The Occupy Movement as well began as a grassroots, decentralized movement against Wall Street corruption and big banks. Famous for popularizing the "99%" versus the "1%" narrative, the Occupiers saw an excess of capitalism, Wall Street corruption, and "deregulation" as the causes of U.S.'s economics woes, urging higher taxes on the rich and left-leaning economic policies. Although much less co-opted by the Democrats - President Obama has only given minor hints of solidarity with them - the Occupy Movement correctly recognized a problem, but an ignorance of economics prevented (and still prevents) them from throwing darts at the right target.

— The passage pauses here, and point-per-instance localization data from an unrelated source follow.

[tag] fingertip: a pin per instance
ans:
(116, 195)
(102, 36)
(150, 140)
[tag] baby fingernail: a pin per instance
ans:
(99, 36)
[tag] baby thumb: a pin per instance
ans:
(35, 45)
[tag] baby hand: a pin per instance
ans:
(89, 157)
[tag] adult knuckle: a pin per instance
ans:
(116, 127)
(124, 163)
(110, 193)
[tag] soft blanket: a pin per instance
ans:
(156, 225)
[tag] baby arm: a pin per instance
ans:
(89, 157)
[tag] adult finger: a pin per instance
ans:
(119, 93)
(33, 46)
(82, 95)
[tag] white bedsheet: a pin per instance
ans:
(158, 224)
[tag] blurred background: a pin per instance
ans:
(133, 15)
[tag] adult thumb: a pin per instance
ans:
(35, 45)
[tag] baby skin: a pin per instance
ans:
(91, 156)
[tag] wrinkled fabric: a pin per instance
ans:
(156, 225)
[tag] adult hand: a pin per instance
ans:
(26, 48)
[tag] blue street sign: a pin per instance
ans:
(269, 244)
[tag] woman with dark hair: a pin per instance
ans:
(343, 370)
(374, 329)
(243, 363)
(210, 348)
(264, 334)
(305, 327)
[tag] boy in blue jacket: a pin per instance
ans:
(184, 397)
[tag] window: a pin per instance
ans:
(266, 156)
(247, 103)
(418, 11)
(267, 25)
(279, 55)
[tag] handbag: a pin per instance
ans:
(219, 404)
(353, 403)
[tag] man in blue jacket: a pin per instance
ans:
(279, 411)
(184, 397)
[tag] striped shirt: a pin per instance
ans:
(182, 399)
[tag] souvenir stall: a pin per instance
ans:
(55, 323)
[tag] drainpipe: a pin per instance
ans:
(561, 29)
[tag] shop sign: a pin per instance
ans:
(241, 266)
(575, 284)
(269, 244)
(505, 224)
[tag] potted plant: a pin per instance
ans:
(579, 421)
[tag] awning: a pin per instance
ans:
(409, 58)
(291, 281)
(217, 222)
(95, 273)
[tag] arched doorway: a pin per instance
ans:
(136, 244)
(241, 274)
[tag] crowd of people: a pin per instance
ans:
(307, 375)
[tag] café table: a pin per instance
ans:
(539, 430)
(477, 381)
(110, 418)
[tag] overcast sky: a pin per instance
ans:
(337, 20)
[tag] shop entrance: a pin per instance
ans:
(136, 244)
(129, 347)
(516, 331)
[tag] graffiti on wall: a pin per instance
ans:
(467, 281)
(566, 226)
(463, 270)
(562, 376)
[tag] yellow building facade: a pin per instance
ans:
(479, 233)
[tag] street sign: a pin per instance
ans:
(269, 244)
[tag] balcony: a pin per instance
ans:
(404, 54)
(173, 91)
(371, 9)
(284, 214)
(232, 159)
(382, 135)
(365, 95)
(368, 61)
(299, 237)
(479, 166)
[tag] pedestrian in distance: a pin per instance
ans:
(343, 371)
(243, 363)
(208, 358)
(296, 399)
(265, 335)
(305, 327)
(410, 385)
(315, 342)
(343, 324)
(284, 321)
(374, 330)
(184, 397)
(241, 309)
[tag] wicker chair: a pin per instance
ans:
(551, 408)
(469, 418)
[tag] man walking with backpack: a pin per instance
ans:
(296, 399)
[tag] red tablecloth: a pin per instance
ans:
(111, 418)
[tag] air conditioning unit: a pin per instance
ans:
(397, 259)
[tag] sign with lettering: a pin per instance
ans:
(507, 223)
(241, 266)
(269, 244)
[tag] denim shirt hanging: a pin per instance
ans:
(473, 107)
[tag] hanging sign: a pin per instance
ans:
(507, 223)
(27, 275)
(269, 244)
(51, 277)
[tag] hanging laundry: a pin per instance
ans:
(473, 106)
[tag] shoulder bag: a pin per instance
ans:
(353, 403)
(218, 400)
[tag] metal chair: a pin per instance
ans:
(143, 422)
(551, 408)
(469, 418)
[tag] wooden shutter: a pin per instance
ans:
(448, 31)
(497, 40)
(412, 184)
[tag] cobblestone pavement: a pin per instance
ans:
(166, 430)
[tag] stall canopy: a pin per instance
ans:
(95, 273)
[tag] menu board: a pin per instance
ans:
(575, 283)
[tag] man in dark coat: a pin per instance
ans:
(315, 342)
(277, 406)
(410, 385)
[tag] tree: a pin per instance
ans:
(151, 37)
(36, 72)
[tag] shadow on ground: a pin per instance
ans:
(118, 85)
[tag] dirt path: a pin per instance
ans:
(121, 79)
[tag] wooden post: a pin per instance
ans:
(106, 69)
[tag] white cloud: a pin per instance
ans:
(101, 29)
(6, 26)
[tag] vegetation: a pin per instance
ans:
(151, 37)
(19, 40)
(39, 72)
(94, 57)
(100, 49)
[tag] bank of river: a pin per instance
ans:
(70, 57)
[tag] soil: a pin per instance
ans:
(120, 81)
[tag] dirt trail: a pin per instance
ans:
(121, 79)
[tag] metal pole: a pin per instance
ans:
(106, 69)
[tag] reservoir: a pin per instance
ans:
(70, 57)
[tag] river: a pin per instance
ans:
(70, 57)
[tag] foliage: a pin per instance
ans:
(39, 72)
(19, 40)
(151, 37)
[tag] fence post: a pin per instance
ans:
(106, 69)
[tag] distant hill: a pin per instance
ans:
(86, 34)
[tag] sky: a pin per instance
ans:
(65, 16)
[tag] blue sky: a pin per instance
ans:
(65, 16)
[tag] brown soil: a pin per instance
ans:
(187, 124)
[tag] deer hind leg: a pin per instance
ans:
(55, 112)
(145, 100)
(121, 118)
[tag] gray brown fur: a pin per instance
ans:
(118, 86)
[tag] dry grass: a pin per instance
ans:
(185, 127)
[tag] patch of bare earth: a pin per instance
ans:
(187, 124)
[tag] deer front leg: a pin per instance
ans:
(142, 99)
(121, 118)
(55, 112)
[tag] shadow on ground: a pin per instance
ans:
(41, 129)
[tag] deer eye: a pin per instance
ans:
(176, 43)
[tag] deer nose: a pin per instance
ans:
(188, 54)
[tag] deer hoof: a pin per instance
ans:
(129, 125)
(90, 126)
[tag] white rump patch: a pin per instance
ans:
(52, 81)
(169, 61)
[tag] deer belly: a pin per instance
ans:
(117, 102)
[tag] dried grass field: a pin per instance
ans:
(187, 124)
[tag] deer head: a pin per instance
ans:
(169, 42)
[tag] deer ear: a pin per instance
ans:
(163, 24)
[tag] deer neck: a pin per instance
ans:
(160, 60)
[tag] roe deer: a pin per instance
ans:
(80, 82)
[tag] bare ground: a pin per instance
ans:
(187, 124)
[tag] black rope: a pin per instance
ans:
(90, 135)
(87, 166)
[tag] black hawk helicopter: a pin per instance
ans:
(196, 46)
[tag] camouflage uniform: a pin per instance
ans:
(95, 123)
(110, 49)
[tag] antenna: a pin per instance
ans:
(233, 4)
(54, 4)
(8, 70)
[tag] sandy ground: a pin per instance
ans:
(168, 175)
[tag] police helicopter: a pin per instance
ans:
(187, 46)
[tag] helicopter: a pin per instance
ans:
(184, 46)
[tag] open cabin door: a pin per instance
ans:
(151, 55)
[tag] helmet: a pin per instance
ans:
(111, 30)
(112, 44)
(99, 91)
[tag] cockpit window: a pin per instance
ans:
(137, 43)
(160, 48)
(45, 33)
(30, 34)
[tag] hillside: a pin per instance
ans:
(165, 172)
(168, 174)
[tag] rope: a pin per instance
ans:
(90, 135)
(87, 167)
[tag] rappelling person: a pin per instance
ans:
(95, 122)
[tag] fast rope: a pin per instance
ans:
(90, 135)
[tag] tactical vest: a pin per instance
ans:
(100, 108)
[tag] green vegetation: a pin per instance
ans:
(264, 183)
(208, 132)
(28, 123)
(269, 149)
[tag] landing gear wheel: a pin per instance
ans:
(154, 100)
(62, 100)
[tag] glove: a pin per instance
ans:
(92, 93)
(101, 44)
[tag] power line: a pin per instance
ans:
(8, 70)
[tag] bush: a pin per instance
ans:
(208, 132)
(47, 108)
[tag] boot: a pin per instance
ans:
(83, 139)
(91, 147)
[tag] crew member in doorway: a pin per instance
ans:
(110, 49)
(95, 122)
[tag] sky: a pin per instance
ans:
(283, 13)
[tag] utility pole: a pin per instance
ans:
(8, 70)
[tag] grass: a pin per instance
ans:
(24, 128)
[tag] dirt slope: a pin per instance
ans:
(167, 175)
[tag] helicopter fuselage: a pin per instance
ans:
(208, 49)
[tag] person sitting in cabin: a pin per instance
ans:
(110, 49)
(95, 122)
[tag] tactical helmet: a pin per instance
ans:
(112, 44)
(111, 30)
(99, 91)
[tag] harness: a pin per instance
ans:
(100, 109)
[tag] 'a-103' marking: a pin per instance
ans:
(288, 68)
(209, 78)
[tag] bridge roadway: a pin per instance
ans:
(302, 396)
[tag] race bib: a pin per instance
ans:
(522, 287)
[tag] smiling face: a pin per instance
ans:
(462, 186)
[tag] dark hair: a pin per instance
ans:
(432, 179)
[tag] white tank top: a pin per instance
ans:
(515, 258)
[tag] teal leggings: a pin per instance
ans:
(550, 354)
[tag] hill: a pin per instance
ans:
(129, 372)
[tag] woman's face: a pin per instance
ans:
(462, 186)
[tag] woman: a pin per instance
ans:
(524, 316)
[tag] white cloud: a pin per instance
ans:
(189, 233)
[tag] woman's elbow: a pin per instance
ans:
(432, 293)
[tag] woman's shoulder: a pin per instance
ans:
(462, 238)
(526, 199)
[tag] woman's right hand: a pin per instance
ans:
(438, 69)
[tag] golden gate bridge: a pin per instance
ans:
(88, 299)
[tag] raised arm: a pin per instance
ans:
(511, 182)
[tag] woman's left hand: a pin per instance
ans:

The liberty movement, on the other hand, is much different. Although more of an offshoot of the Tea Party, it blends many of the justified complaints of the Occupy crowd into a clearer comprehension of the causes of our economic mess and what to do about it. Boosted by Ron Paul's presidential run -- which in reality was an unbelievably successful libertarian speaking tour -- the liberty movement, formed mostly by people under the age of 35, synthesized the anger of the left and right thanks to an understanding of economics, history, and the nature of government power. To blame either big government or big banks is only half of the equation, and any proposed solution absent this synthesis will only empower the other (or both).
The liberty movement has stroked the root; as opposed to the Tea Party and Occupy, which have largely been trimming the branches. It is not just "big government" that is a threat to liberty, but all forms of initiated coercion. And there is a "1%" out there, alright; it's the predictable result of money-printing and fiat money, funnelling wealth upwards. It's not the rich, per se, only those that have acquired their wealth through the political process, like bailouts, subsidies, artificial monopolies, regulatory snag, fractional-reserve banking, and government contracts.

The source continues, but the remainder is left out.